发布时间：2017-12-27 12:07

本文关键词：社区问答系统中非事实性问题的答案摘要算法研究　出处：《山东大学》2017年硕士论文　论文类型：学位论文

【摘要】：最近几年,我们可以看到,社区问答系统中的用户数量正呈现出高速增长的态势。社区问答系统给用户提供了一个发布问题以及寻找答案的平台,而这个广大的平台中所包含的海量的问题与答案对数据,也逐渐成为了国内外科研人员的新的研究热点。

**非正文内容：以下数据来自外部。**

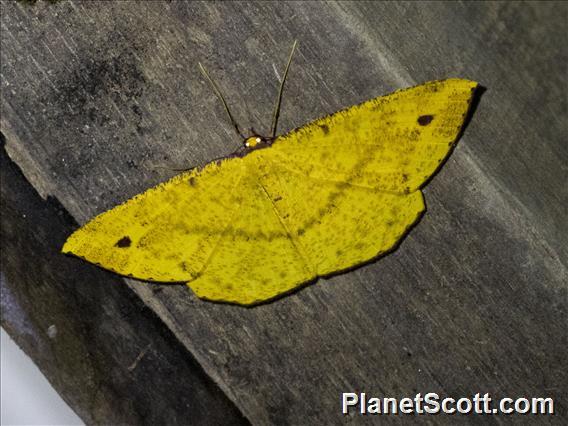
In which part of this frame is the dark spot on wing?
[418,115,434,126]
[318,124,329,135]
[114,236,132,248]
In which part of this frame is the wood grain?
[0,1,568,424]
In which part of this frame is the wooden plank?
[1,2,568,424]
[0,136,248,425]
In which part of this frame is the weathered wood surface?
[1,2,568,424]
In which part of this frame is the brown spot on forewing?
[418,114,434,126]
[114,236,132,248]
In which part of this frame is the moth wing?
[62,158,245,281]
[187,151,316,305]
[270,79,477,193]
[255,152,424,276]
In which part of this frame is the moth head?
[243,134,270,151]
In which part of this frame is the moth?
[62,43,477,305]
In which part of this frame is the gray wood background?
[0,1,568,424]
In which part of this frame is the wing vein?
[257,181,317,276]
[266,157,412,197]
[192,163,244,282]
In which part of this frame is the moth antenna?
[270,40,298,139]
[198,62,246,139]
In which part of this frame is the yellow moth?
[62,41,477,305]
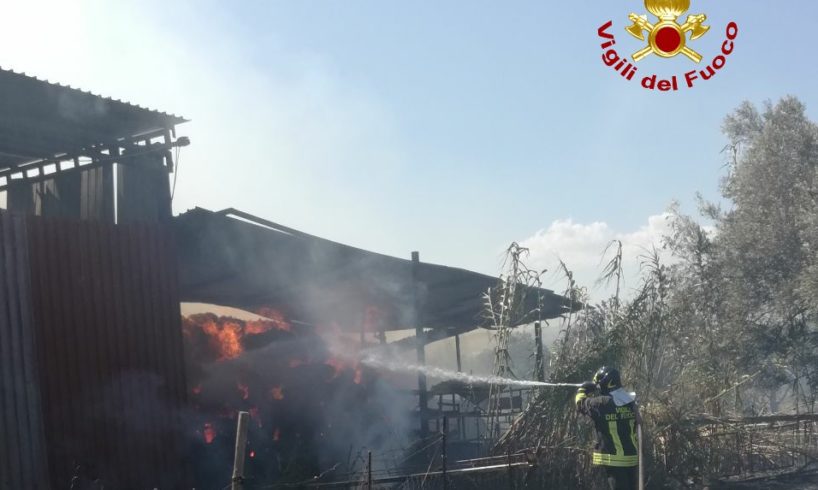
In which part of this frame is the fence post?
[230,412,250,490]
[366,451,372,490]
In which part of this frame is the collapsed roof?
[174,208,570,338]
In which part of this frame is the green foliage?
[494,97,818,488]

此前已经有很多论文关注了社区问答系统场景下的多个研究课题,而在本学位论文中,我们关注的主要任务是社区问答系统中的答案摘要问题。虽然大多数之前的研究工作主要关注的是事实性问题,在本学位论文中,我们的工作重点则是非事实性问题。在事实性社区问答系统中,问题通常是寻求一个确定的答案,而问题的答案大多数都是单独的句子,与之不同的是,非事实性问题往往是在寻求看法、观点、意见,因此,非事实性问题通常需要用多个句子、甚至是整篇文章来作为答案。传统的多文档摘要任务主要是针对新闻文章,与之相比,在非事实性社区问答系统中的答案摘要就面临着其独特的挑战:答案句子的简短性、稀疏性,以及答案内容的多样性。为了解决这些挑战,我们提出了一个包含了三个核心要素的、基于稀疏编码的答案摘要策略:答案句子的短文本扩充,句子的向量化表示,以及稀疏编码优化框架。具体来说,通过实体链接和基于问题答案句子排序的策略,我们把一个问题下的每一个答案句子扩展成包含了多个维基百科句子组成的更复杂的表示。在此基础之上,每个句子都通过一个基于短文本的卷积神经网络模型被表示成一个特征向量。之后我们利用这些句子的向量表示,提出了一个稀疏编码的优化框架,通过同时考虑候选答案句子以及辅助的维基百科句子,来评估所有候选句子的独特性得分。在得到了这些候选答案句子的独特性得分之后,基于最大边界相关性算法,我们抽取出得分最高的答案句子,来产生最终的答案摘要。我们在本学位论文中的主要贡献是,通过处理非事实性问题中答案句子的简短性和稀疏性,以及答案内容的多样性这三个问题,我们解决了社区问答系统中非事实性问题的答案摘要问题。另外,我们在一个公开的基准数据集上进行了实验,并与一些当下最新的基准实验方法进行了比较,以评估我们提出的非事实性社区问答系统中的答案摘要方法的性能。相关实验结果不仅证实了我们提出的方法的有效性,而且相较于最新的研究方法,我们提出的方法在ROUGE评价指标上有着显著提升。此外,进一步的实验结果分析,也说明了我们提出的算法具有良好的稳定性和扩展性。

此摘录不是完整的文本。